I can smell grief. It smells salty. Not good, not bad. Not sour or strong. Just familiar but displaced. Like if you were home alone and suddenly smelled an ocean. It’s salty like the cup of salt water your mom hands you to gargle with when your mouth is bleeding from a lost tooth. 

Grief tastes like a warhead that makes your mouth instantly water and your lips scrunch up. Your brain begins working like a Pavlov dog when you even see the wrapper. And yet, I crave it. Again and again and again. I crave it. I chose it over and over. I willingly pick up warheads, knowing there will be hell to pay. 



If grief had a color, I think it would be orange.

I grieve bad. I grieve ugly. I grieve long and hard and gross and loud. I grieve messy and reclusively and bumpy and jagged-y.

Somewhere along the way of life, I somehow, someway decided that I wanted my life to be full of grief. I decided that was not only okay, but what I actually desired. I decided that I needed to ambitiously and eagerly pursue a life of grief. And so I set out to do just that. Over and over and over and over again. I run headstrong towards change, temporary people, temporary situations, temporary jobs, short term stints. I say I hate change but I accept nothing less. I say I want permanency but I insist on momentary.

So, therefore, I have decided, as an act of my own will and a desire of my heart, I am going to learn to grieve better. I want to grieve less hard and less long and less gross and less loud. I want to grieve softer, creatively-er, and good...er.
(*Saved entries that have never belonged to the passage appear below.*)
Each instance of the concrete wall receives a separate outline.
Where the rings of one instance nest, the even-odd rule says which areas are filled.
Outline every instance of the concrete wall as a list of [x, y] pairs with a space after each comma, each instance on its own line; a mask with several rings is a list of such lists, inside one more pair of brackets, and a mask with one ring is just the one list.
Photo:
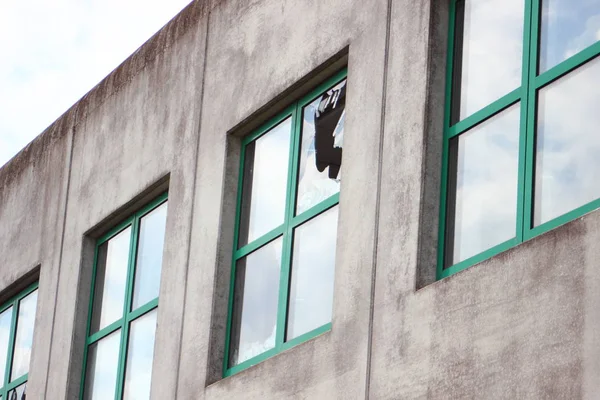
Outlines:
[[[169, 190], [152, 398], [600, 397], [600, 215], [435, 282], [445, 0], [196, 1], [0, 169], [28, 395], [81, 384], [95, 238]], [[348, 66], [333, 328], [221, 379], [240, 137]]]

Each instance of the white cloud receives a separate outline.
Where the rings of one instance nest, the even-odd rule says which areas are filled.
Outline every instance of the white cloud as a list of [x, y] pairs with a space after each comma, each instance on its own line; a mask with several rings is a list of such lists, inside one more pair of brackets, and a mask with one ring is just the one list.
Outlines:
[[3, 2], [0, 6], [0, 165], [189, 2]]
Less bumpy, less jagged-y. 

One time someone asked me how I grieved. "How do you handle grief?" She said. I smiled. It's a crazy question to ask someone, really. As if anyone has a typed up step-by-step grief plan. (We should though, shouldn't we?) I thought about it for a brief moment before I told her I handled it just fine. (For some reason pretending to be a non-emotional robot has been a favorite pastime of mine recently, I haven't the faintest clue why.) I said that I HANDLED GRIEF FINE. FINE! ME. ME. 
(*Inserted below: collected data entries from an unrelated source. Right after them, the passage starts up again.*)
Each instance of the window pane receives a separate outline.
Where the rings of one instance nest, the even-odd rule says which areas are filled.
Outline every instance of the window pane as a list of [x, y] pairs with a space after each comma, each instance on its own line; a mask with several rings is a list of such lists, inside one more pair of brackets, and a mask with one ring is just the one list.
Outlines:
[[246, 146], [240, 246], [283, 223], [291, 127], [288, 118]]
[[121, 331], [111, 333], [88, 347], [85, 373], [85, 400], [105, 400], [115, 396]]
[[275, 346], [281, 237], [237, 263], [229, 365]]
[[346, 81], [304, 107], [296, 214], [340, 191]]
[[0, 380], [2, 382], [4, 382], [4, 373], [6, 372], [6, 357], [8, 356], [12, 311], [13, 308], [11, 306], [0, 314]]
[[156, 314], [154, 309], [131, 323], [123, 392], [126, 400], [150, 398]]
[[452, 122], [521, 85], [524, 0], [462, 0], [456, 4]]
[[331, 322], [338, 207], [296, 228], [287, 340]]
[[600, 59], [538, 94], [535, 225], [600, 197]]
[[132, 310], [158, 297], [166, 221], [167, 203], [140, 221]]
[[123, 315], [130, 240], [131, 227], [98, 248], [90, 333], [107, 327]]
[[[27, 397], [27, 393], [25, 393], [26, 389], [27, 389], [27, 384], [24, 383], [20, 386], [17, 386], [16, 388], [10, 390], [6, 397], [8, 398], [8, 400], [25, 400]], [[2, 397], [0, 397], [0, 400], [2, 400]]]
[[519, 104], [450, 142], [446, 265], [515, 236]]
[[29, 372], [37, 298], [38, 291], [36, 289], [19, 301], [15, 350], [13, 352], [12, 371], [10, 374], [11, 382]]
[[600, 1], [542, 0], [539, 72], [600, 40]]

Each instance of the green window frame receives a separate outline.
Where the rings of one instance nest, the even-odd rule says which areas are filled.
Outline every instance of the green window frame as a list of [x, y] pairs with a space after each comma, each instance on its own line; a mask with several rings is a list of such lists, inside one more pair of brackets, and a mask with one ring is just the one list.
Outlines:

It's a humorous thing really if you know me. The girl who moved states in order to move on from someone. The girl who cries over everyone and everything. The girl who invented a stuffed animal personality to handle all the overflow emotions of life. 

I should have thrown down my water and screamed at her that I grieve TERRIBLY! 
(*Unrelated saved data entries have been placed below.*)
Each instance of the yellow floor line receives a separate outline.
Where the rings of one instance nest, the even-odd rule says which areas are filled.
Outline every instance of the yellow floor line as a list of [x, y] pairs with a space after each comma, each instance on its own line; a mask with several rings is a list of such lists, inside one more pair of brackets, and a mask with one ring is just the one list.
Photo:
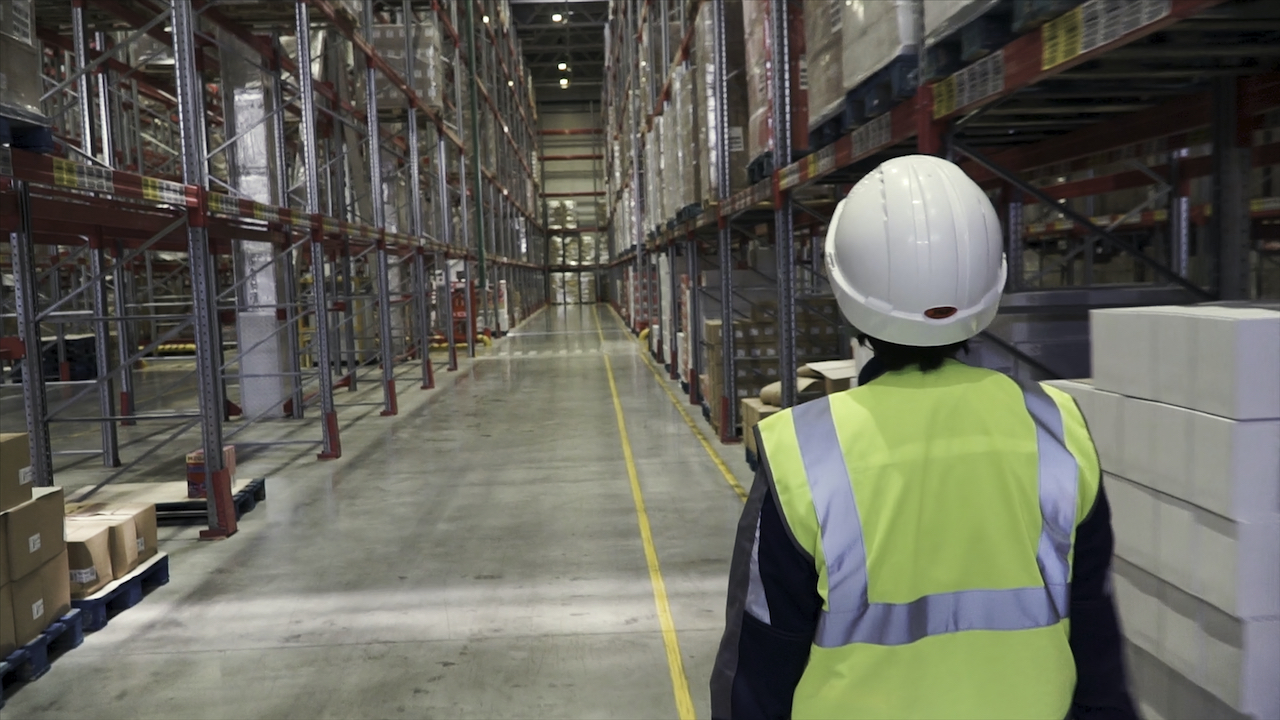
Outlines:
[[[625, 329], [626, 325], [622, 322], [622, 317], [618, 315], [618, 311], [614, 310], [612, 306], [609, 307], [609, 310], [613, 313], [614, 318], [617, 319], [618, 324], [622, 325], [623, 329]], [[627, 334], [630, 335], [631, 333], [628, 331]], [[733, 488], [733, 492], [737, 494], [739, 500], [746, 502], [746, 489], [743, 488], [742, 483], [739, 483], [738, 479], [733, 476], [733, 471], [725, 464], [724, 458], [720, 457], [720, 453], [716, 452], [715, 446], [713, 446], [711, 441], [707, 439], [706, 433], [702, 432], [702, 428], [698, 427], [698, 423], [693, 419], [693, 416], [685, 409], [684, 403], [680, 401], [680, 398], [676, 397], [674, 392], [672, 392], [671, 388], [667, 385], [666, 379], [662, 377], [662, 373], [658, 372], [658, 368], [654, 366], [653, 361], [651, 361], [648, 355], [643, 352], [643, 347], [642, 352], [640, 353], [640, 359], [644, 361], [645, 366], [649, 368], [649, 372], [653, 373], [654, 378], [658, 380], [658, 387], [662, 388], [663, 392], [667, 394], [667, 398], [671, 400], [671, 404], [675, 406], [676, 410], [680, 411], [680, 416], [684, 418], [684, 424], [689, 426], [689, 429], [693, 431], [694, 437], [698, 438], [699, 443], [702, 443], [702, 449], [707, 451], [707, 455], [711, 457], [711, 462], [715, 463], [716, 467], [720, 469], [720, 474], [724, 476], [724, 481], [729, 484], [730, 488]]]
[[[600, 314], [591, 313], [596, 321], [596, 333], [600, 336], [600, 349], [604, 351], [604, 329], [600, 326]], [[636, 473], [636, 460], [627, 439], [627, 421], [622, 415], [622, 399], [618, 397], [618, 383], [613, 377], [613, 363], [608, 353], [604, 355], [604, 369], [609, 376], [609, 392], [613, 394], [613, 412], [618, 418], [618, 437], [622, 441], [622, 455], [627, 462], [627, 477], [631, 480], [631, 499], [636, 505], [636, 522], [640, 525], [640, 541], [644, 544], [644, 558], [649, 564], [649, 582], [653, 585], [653, 602], [658, 606], [658, 624], [662, 627], [662, 644], [666, 646], [667, 667], [671, 670], [671, 688], [675, 693], [676, 713], [680, 720], [694, 720], [693, 698], [689, 695], [689, 678], [684, 672], [684, 659], [680, 654], [680, 640], [676, 637], [676, 624], [671, 618], [671, 604], [667, 601], [667, 585], [662, 580], [658, 566], [658, 551], [653, 546], [653, 531], [649, 527], [649, 513], [644, 507], [644, 495], [640, 492], [640, 478]]]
But I am going to change that. I am going to ride the roller coaster and put fear aside. Half of why I grieve so bad is the fear. The panic. The anxiety. The lies I believe. "I'll never get over this. What if I miss this every day for the rest of my life!? What if I always feel this way?!" 

I believe I won't always feel this way.
I believe it will get better.
I believe that it's okay to be sad and it's okay to cry. And it's okay if I am sad for a long, long time.
I believe that no matter how I feel, TIME DOES make a difference. This won't always hurt the way it does right now. 
I believe in God. I trust that God has a plan for me. I trust that plan to include my life not always being in a grief place. 
I believe that grief is a process, a journey, and I believe I have tools and skills and strength to get through it and get through it well.